DV> On Wed, Aug 30, 2000 at 11:31:47AM +0200, Stefan Bambach wrote:
>> DV> Or EUC-JP if you're japanese or ISO-8859-2 if you're russian, etc ...
>> DV> Yes libxml is now consistant independantly of the kind of input.
>> I have to store some data from the XML file in MySQL. It's enough to
>> store it as 8859-1, because I know that the system is intended for
>> germans only :-) So I don't need all features.

DV> Just to give you an example, I'm french and we are supposed to use
DV> ISO-8859-1, except it lacks the o-e ligature œ character. You're
DV> lucky if all your data can be expressed with ISO-8859-1 :-)
Yes I am :-)

>> Yesterday, I used the UTF8toisolat1() function to do the job for me (I
>> have to convert each value I read from DOM tree by myself). Is there I
>> function like xmlNodeListGetString() with an additional parameter, the
>> encoding string, and I get the String as I need it ?
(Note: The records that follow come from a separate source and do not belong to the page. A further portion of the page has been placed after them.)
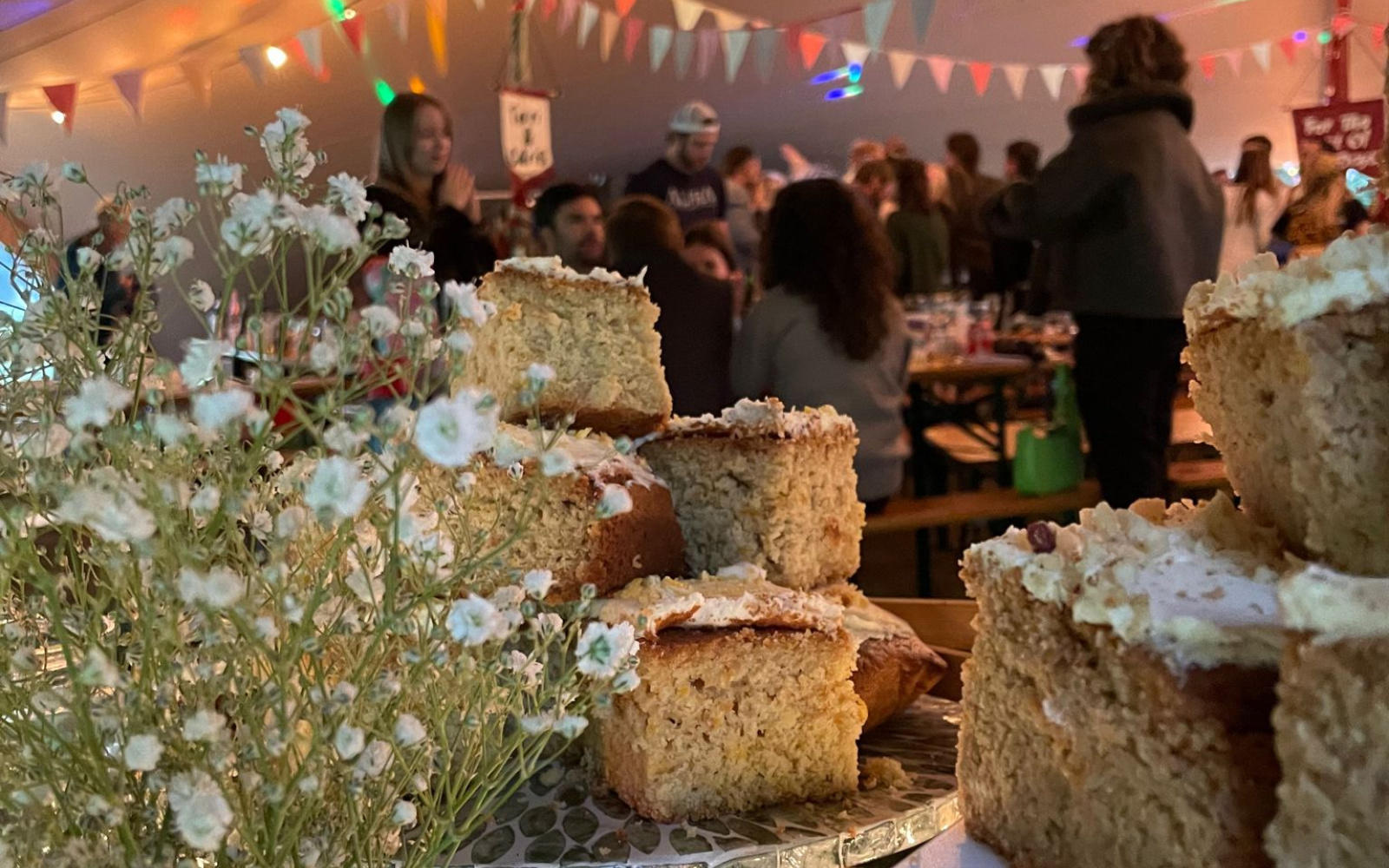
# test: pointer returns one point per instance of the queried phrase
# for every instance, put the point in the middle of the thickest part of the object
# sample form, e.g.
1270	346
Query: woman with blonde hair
418	182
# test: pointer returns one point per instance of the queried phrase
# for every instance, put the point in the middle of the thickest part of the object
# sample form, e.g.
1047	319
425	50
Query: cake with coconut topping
596	332
766	485
747	699
1291	368
1117	701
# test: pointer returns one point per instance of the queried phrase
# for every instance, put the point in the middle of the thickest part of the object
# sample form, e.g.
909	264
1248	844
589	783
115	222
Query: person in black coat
438	199
1132	219
696	321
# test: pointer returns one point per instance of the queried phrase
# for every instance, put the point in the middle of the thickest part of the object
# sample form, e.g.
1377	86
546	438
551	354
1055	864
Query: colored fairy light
384	92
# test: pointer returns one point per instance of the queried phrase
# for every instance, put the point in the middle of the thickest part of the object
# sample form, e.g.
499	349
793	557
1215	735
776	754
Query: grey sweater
782	352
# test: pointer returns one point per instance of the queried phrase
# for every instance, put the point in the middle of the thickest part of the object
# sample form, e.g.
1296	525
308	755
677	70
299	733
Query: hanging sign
525	139
1353	131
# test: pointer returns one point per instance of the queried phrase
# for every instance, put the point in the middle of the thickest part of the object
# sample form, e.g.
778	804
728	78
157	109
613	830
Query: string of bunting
701	32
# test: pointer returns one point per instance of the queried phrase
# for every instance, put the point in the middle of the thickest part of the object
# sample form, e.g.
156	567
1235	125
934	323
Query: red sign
1353	131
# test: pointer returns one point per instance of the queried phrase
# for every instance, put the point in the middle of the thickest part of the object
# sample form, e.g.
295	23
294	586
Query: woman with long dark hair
1254	203
418	182
830	330
918	233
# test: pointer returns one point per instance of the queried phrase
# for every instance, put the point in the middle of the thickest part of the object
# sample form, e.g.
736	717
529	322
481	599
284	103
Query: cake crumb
882	773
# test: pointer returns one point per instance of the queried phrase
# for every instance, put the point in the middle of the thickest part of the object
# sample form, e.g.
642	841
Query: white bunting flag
941	69
1052	76
902	64
1017	76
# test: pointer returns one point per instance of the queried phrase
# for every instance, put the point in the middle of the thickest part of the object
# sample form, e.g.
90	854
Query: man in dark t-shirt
684	177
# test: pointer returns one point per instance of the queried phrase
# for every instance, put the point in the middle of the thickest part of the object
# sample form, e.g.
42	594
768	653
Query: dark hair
1136	52
824	245
913	187
964	148
1025	156
712	233
555	198
1254	174
874	170
639	224
736	159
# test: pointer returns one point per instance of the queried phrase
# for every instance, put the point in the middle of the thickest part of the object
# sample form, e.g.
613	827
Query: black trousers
1125	377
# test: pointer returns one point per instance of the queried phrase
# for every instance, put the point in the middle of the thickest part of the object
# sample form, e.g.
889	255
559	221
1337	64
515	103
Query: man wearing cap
684	178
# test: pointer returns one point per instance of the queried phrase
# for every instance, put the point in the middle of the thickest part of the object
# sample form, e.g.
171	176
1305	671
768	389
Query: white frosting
553	267
1198	585
1351	274
1335	606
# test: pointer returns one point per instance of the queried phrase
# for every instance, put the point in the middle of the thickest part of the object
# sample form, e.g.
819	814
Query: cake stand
556	819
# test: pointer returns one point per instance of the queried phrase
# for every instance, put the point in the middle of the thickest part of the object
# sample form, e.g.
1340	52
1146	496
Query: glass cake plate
556	819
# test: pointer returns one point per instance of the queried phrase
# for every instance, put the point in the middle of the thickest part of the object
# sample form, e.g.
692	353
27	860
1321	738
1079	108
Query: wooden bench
924	514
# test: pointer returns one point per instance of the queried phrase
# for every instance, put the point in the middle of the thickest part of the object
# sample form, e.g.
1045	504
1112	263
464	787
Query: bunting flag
310	42
399	16
706	43
1289	49
877	16
684	53
1261	52
131	87
198	81
981	71
1017	76
353	30
569	11
437	23
659	41
941	69
687	13
588	17
253	57
631	35
854	52
764	52
1052	76
902	64
735	48
608	34
1081	74
921	13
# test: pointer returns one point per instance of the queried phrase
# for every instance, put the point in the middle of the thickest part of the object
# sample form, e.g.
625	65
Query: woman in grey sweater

DV> Hum ... it's not that simple. This would work well with ISO-8859-1
DV> but a lot of character encoders need to maintain a state, which means
DV> that if we fallback to iconv we should try to keep the same encoder
DV> and not open/convert/close for each operation (iconv potentially
DV> ends-up looking for a shared lib and loading it when requesting a new
DV> encoder, this may become very heavy, very fast). So the function should
DV> rather had an xmlCharEncodingHandlerPtr as the second argument.
DV> I will look into this,
Fine.

Are there other similar functions for reading out the content of
tagnames, tagvalues, attributenames, attributevalues, ... ? Most of
the thing I get with 'node->name' or something like this. This is no
nice way of programming such critical code :-(

Personal question:
Where did you come from ?
You answer my question very fast. So is libxml your working place ?
Or is it only your personal pleasure ?

Some other changes in my libxml2.2.2 Version:

Please check it, if you want to place it in your cvs !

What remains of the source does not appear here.